彼は死んだ。彼はいなくなった。それなのに、与えられた猶予を使い切っても、僕はこの世に残り続けた。
閻魔大王のビジョンが僕の前に現れる。
まいったなあ、と彼は言った。そして、僕の身に起こっていることについて話した。
端的にいうと、こうだ。
『僕は死んだ』と言った。それを嘘にするために僕は死ねない体になった。嘘をつき続けるために生き続けなければいけない。そんなばかな。

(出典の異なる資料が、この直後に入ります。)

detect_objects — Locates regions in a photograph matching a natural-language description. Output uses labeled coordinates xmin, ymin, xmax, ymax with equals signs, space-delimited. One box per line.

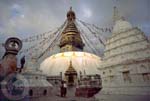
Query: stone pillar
xmin=0 ymin=37 xmax=22 ymax=77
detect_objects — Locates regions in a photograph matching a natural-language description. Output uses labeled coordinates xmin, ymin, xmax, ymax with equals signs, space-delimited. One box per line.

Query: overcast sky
xmin=0 ymin=0 xmax=150 ymax=59
xmin=0 ymin=0 xmax=150 ymax=35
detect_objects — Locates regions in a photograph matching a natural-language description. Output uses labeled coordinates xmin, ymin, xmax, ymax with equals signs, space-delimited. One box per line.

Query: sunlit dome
xmin=113 ymin=19 xmax=132 ymax=33
xmin=40 ymin=52 xmax=101 ymax=76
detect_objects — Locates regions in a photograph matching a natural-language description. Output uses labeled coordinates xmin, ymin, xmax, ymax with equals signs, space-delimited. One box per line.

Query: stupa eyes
xmin=9 ymin=42 xmax=19 ymax=49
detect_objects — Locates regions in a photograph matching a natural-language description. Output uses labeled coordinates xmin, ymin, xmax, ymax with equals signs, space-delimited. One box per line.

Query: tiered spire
xmin=59 ymin=7 xmax=84 ymax=52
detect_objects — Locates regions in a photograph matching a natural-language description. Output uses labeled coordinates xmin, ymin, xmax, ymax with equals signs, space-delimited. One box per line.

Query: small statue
xmin=19 ymin=56 xmax=25 ymax=73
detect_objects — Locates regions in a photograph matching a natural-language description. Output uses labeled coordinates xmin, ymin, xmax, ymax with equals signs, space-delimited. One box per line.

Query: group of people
xmin=60 ymin=81 xmax=67 ymax=97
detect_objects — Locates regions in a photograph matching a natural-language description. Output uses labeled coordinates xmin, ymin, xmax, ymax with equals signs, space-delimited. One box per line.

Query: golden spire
xmin=59 ymin=7 xmax=84 ymax=52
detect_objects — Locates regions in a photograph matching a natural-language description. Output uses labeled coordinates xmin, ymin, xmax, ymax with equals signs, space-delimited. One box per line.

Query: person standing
xmin=64 ymin=82 xmax=67 ymax=97
xmin=60 ymin=81 xmax=64 ymax=97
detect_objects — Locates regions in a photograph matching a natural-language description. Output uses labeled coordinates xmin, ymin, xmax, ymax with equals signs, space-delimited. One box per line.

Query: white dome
xmin=40 ymin=52 xmax=101 ymax=75
xmin=113 ymin=19 xmax=132 ymax=33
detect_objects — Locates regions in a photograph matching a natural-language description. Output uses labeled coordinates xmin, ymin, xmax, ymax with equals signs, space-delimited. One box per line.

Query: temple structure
xmin=97 ymin=7 xmax=150 ymax=97
xmin=65 ymin=61 xmax=78 ymax=86
xmin=59 ymin=7 xmax=84 ymax=52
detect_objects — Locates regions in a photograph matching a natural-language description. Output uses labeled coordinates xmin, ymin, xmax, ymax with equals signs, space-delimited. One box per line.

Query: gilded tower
xmin=59 ymin=7 xmax=84 ymax=52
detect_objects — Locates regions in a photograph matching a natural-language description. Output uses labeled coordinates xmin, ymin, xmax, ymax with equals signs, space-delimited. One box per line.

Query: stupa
xmin=97 ymin=8 xmax=150 ymax=97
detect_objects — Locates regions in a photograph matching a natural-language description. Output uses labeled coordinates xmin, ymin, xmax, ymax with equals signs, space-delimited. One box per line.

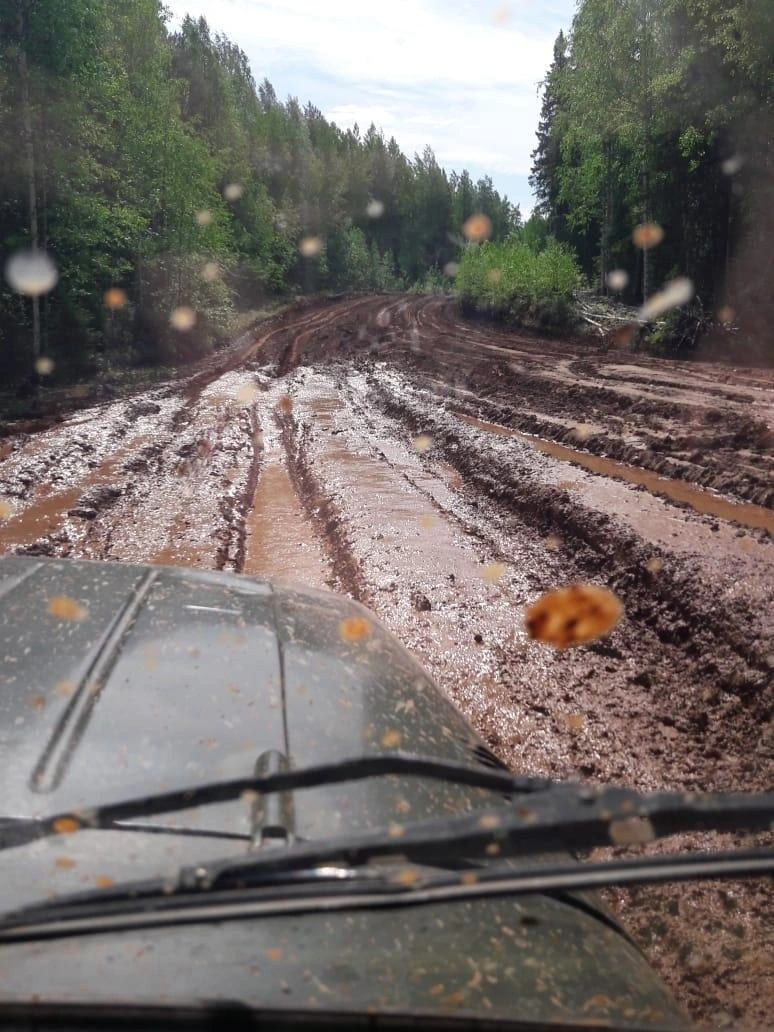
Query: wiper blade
xmin=180 ymin=782 xmax=774 ymax=891
xmin=6 ymin=752 xmax=554 ymax=849
xmin=0 ymin=849 xmax=774 ymax=942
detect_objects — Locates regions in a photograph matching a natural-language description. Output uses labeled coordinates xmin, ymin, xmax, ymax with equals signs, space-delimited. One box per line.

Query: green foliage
xmin=0 ymin=0 xmax=519 ymax=378
xmin=530 ymin=0 xmax=774 ymax=340
xmin=456 ymin=240 xmax=579 ymax=329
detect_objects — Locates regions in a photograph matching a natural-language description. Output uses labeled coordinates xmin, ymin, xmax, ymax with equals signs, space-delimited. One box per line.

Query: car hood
xmin=0 ymin=556 xmax=498 ymax=905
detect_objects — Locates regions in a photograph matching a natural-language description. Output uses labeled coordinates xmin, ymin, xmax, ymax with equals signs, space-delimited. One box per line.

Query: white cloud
xmin=167 ymin=0 xmax=575 ymax=209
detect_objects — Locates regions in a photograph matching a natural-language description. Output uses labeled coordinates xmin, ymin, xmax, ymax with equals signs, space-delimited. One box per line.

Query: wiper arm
xmin=0 ymin=816 xmax=253 ymax=852
xmin=179 ymin=782 xmax=774 ymax=891
xmin=6 ymin=752 xmax=554 ymax=849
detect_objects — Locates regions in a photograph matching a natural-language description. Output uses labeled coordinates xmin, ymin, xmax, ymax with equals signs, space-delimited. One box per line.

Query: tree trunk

閻魔大王のビジョンは僕の舌を引き抜いた。罰は罰だと。代わりに彼はコモドオオトカゲの舌をくっつけた。ふぉんなばかな。
これからどうする。
どうするって。それじゃあ、それならば、フリークスのクソ野郎どもをみんな捕まえてやる。もらった命はそれに費やします。僕は、そう誓った。
昔の思い出だ。夏になると思い出す。
「それで、このカボチャみたいな野郎が、子どもたちを攫ってるフリークスなんだな」
協会に籍を置くと、探していたフリークスの情報はわんさか出てきた。
「こいつらはマジで手に負えない。やってくれるならありがたいが」
俺は、人相書きを指先でつついた。「こいつはカボチャ、こいつはナスで、そんでこいつはスイカだな」
「あー? それはあんまりアテにならないぜ。目撃情報が少ないからな」
それでも、一人で追っていたときよりもずいぶん進んだ。
「閻魔大王が言ったんだ」
「エンマダイオウ?」
「夏野菜のケルベロスを作れってな。そうしたら、俺は向こうに帰れる。わかるか? 精霊馬だ」
「あれか。盆に飾るナスとかキュウリの。スイカは野菜かよ」
「それじゃあ、こいつはいただいてくぜ」俺はカボチャ野郎の人相書きをコルクボードから引きちぎった。
「ああ。気をつけろよ。ウッドペッカー」
いくらでも狩ってやる。
ケルベロスでもヒドラでも作ってやるよ。